Data Engineer (PySpark/Informatica)

PA, Working at Home - Pennsylvania, United States

Full Time USD 67K - 126K

Highmark Health

View all jobs at Highmark Health

Apply now Apply later

Posted 2 hours ago

Company :

Highmark Health

Job Description :

JOB SUMMARY

***CANDIDATE MUST BE US Citizen (due to contractual/access requirements)***

We are seeking an integral member for our technical team, responsible for supporting the design, development, and maintenance of the organization's data and programming infrastructure, ensuring the efficient and reliable flow of data across various systems.
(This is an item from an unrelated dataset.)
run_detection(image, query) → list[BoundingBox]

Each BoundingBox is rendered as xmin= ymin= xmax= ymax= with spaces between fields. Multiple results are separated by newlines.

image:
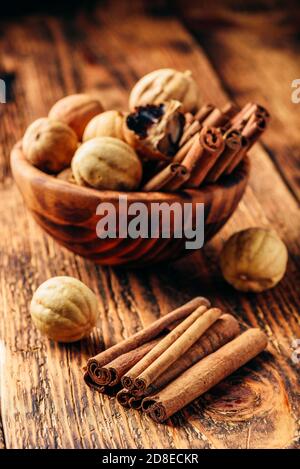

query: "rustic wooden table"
xmin=0 ymin=2 xmax=300 ymax=448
This role requires a strong understanding of data and ETL architecture, cloud-based data solutions (ideally GCP), ETL tools like Informatica combined with Programming languages like Python/PySpark with a proven track record of success in designing and implementing advanced data engineering solutions. The ideal candidate will possess hands-on experience with the entire software development life cycle (SDLC), with heavy coding experience in relevant languages and Tools (e.g., Python, PySpark, SQL, Informatica), and a demonstrated ability to design and implement efficient data pipelines.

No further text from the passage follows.